Diesmal kamen wir auch tatsächlich ohne weitere Probleme an,und hatten die eigentlich 25 Minuten Fahrt damit in eleganten zwei Stunden hinter uns gebracht. Danke, BVG! Da weiß man doch wieder #warumwirdichlieben. Nur das Zielcafé – ein „familienfreundliches“ Etablissement – stellte sich als doch nicht ganz so traumhaft heraus. Ja, ich weiß, dass ich die ganze Zeit mal andere Mamas angrinsen will, aber Himmel! Bei diesem Laden standen so viele Kinderwagen vor der Tür, dass ich erst dachten, dass sie dort damit handeln! Und das Interieur strahlte einen derartig abgespielten Kindergartenmöbel-Charme aus, dass wir lieber weitergingen.

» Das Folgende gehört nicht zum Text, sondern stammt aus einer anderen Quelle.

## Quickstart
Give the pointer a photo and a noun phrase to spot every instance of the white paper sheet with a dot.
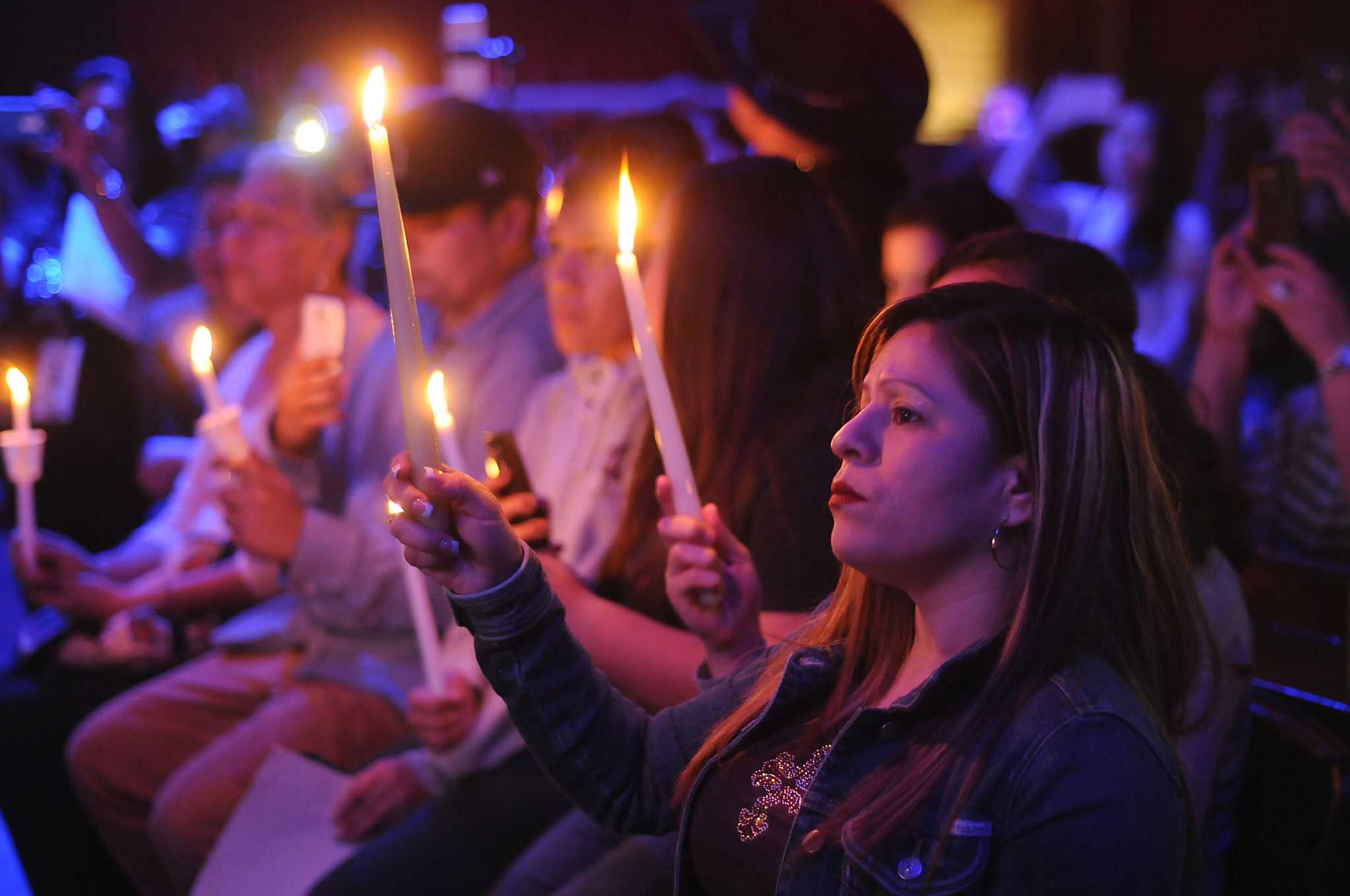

Doch danach wurde es schwierig im hipp-trashigen Friedrichshain, denn mit einem Baby und einer Schwangeren mit dem üblichen Pipidrang in der 34. Woche gibt es nun mal besondere Anforderungen an eine Location. Cool und köstlich reicht da nicht. Der Cupcake-Laden etwa hat zwar himmlisches Hüftgold im Angebot, aber er hat kein Klo. Das nächste Café hat eins, aber dafür gibt’s – still- und bauchunfreundlich – keine Lehnen an den Bänken.
Kein Zutritt für Muttis!
Das KuchenRausch hätte beides, aber dafür gibt’s auch ein „Kinderwagen verboten“-Schild an der Tür. Hier wäre es also vermutlich auch nicht gern gesehen, wenn man neben dem fairtrade mundgeblasenen, glutenfreien Sojalatte-Macchiato der Tischnachbarn die Möppi-Milchbar eröffnete: „Mama, pack die Brüste ein! Mama, zieh dir bitte etwas an!“ Doppel-und-dreifach-Puh! So fühlt es sich also an, wenn man ausgeschlossen wird… und ich Naivchen dachte noch, in Berlin hätten die Türsteher das Sagen.
Das Ende vom Lied: Wir fanden „Simon’s Coffee“. Mit Klo, mit Lehnen und mit freundlichem Personal, das uns die Tür aufhielt und mich in dezenter Ruhe stillen ließ. Zwar ohne Wickeltisch, aber nach der „Kein Zutritt für Muttis!“-Ansage war ich demütig genug, mich darüber nicht zu ärgern. Außerdem gab es Kakao und Kekse. Und außerdem einen mittlerweile sehr ausgeschlafenen Fips, der begeistert die Lampenauswahl kommentierte und – am Ende des Tages – die problemfreie Heimfahrt mit der S-Bahn sowie den versifften Fahrstuhl komplett verschlief.
That’s how mom life works. Einen Tagebuchbeitrag war’s jedenfalls wert!